February 17, 2007

The 7th-largest French city

On Tuesday I'll fly back to London after 2 months in suburban New Jersey (and NYC, New Hampshire and the Virgin Islands). The mail will be piled up, I'll hobnob with my beloved elder children (except the one in Nicaragua) and I'll be in one energised city. There's a hum about London these days. The most international city is like a Star Wars bar where the galaxy's exotics mingle. I remember the thrill of my first visit to New York in 1979. Now the thrill's in London and I grew up there. Money's flooding in, energy too.
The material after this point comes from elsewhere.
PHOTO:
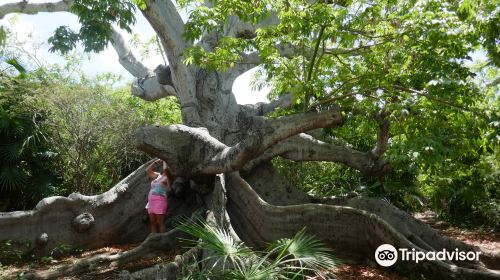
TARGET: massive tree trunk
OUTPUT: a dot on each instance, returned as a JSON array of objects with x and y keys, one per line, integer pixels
[{"x": 220, "y": 136}]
This breathless article points out :
A decade ago, it would have seemed fanciful that we could usurp New York as the world financial capital, when the smart money was predicting London's eclipse by Frankfurt..
My motto is 'things change'. Paris has potential. The ease of flitting by train between central London and central Paris means that these mythical cities are potentially fungible. Right now Paris is a dubious spot to locate a global business, but Sarkozy could change that. If so, a cost of living and lifestyle arbitrage with London may open. That could finish New York as a global finance centre as NyLon is a tougher commute than PariLon. The language barrier is no more; English jumped it.
I like London, but maybe one day I'll sell up and buy a modest spread in Escalante, Utah. There may be a little change left over. Go west, old man! There's coffee and wi-fi.